When the Power Goes Out, Will Your House Keep You Safe?

In February 2021, a polar vortex swept through the Midwestern United States. At the Iowa Nest Residence, a recently completed house in rural southeast Iowa, the homeowners had left their heating system off to see how the home would fare with only its passive systems. Outside, temperatures dropped below freezing for over a week, dipping as low as -13 degF (-25 degC). But inside, the home remained between 45 and 55 degF (7.2 to 12.8 degC)—with no active heating whatsoever. [1]

The home is a Passive House, and was carefully designed to be not only beautiful, livable, and extremely energy efficient, but also to be thermally resilient: to maintain habitable temperatures when the power goes out—even for extended periods.

This concept, known as both “thermal resilience” or “passive survivability,” has become increasingly relevant as severe weather becomes both more extreme and more frequent.
 

The Bondurant Passive House

We did a deep dive into Passive Survivability for the design of the Bondurant Passive House, a retrofit and addition to an existing home outside of Des Moines, Iowa. The homeowners wanted to prioritize resilience—particularly in light of the increasingly severe weather Iowa is already experiencing, which is only projected to grow more acute in the coming decades. They wanted a home that would stay safe and livable, even if the power went out for days.

We asked three big questions:

1. How much would improving the home’s insulation and air-tightness help to maintain habitable temperatures during an extended power outage?
2. Was there an optimum level between upgrading the home to a current “code minimum” envelope, and upgrading it to a full Passive House envelope?
3. How would the answers to the first two questions change if we also took into account predicted future climate conditions in the region?

To find out, we studied four different potential retrofit scenarios with increasing levels of insulation and air-tightness, from “Code Minimum” to “Full Passive House.” For each, we ran a simulation to determine the number of hours that would be comfortable, too hot or cold, and dangerously hot or cold without mechanical heating and cooling. We ran the simulation twice for each option: once using industry-standard historical weather files, which are based on the past 30 years of weather data, and again with an approximation of the future weather conditions for the home’s location, based on research conducted by the University of Maryland Center for Environmental Science. Our hypothesis was that higher levels of insulation would be less beneficial in the future climate scenario due to reduced heating needs.

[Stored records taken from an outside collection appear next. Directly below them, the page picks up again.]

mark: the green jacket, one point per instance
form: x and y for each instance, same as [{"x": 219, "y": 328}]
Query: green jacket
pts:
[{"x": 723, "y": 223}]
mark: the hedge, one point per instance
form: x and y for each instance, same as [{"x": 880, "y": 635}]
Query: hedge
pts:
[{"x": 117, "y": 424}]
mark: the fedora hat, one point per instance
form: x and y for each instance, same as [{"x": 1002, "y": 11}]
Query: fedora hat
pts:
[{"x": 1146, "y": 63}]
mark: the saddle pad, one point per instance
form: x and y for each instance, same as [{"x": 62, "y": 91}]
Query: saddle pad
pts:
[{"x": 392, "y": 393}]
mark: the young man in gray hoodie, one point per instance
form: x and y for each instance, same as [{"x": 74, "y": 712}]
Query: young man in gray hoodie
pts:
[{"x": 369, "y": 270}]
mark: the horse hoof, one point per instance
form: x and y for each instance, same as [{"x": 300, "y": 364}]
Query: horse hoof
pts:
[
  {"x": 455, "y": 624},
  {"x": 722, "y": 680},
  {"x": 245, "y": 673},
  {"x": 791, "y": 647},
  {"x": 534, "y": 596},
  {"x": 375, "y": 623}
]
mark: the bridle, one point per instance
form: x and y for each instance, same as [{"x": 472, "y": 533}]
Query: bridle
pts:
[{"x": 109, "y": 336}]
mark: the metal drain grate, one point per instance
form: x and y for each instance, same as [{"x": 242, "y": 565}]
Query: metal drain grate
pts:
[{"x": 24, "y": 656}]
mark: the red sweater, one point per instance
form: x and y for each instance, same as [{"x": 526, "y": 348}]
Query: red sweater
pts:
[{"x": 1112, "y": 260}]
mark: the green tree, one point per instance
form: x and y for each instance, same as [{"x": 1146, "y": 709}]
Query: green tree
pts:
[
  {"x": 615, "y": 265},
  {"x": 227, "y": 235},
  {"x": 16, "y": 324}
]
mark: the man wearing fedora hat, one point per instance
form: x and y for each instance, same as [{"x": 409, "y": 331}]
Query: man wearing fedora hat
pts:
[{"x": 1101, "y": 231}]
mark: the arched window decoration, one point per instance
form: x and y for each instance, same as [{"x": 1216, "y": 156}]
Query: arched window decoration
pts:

The results of our study are shown here. The image above is a summary chart, showing the portion of hours in each temperature bin. The image below is a detailed view showing each hour of the year.

The results were clear: the Passive House design eliminated the “dangerously hot” and “dangerously cold” hours in both historical and future climate scenarios, whereas the Code Minimum design had a small but potentially dangerous number of hours in these categories.

Passive House as a Life Safety Standard

These findings are not an outlier. In 2020, Rocky Mountain Institute released a report that concluded that homes built to the Passive House standard significantly increase the “hours of safety” compared to other types of construction – even compared to the above-code “Net Zero Energy Ready Home” certification from the U.S. Dept. of Energy [2].

In 2022, Phius conducted a similar study, finding that Passive House level retrofits significantly reduced dangerous temperatures during an extended power outage [3]. This study, in part, led to the new Phius standard for retrofits, Phius REVIVE, launched in 2024, whose requirements focus largely on thermal resilience.

And in 2023, the Pacific Northwest National Laboratory (PNNL) issued even starker findings in the report “Enhancing Resilience in Buildings.” PNNL looked at the impact of passive design on passive habitability (“days of safety”) and loss of life (“excess mortality”) during a coincident power outage and extreme weather, for a range of housing types and for multiple U.S. climate zones. They found that Passive House significantly improved days of safety and lives saved across all climate zones [4].

These studies show that the same strategies that provide a super-efficient, healthy, and comfortable home can also help to keep occupants safe in extreme weather.
 

Innovating Toward a Resilient Future

At Sol, we integrate climate resilience analysis into all of our architectural design projects. Our team is helping clients integrate Phius standards in both retrofit and new construction projects, incorporate FORTIFIED designations to protect homes against severe weather, and explore new avenues of resilience, such as expanding local food systems, decentralizing water and waste infrastructure, and fostering mutual aid through design for caring and commoning.

We will continue to investigate how we can build in ways that not only help to mitigate climate change, but also adapt to its inevitable impacts.


REFERENCES

1. Iowa Nest Residence, https://www.iowanest.com/
2. Rocky Mountain Institute, "Hours of Safety in Cold Weather," 2020, https://rmi.org/insight/hours-...
3. Graham Wright and Al Mitchell, "Passive Building, Thermal Resilience, and Retrofits," August 2022, https://passivehouseaccelerato...
4. Pacific Northwest National Laboratory, "Enhancing Resilience in Buildings," July 2023, https://www.energycodes.gov/si...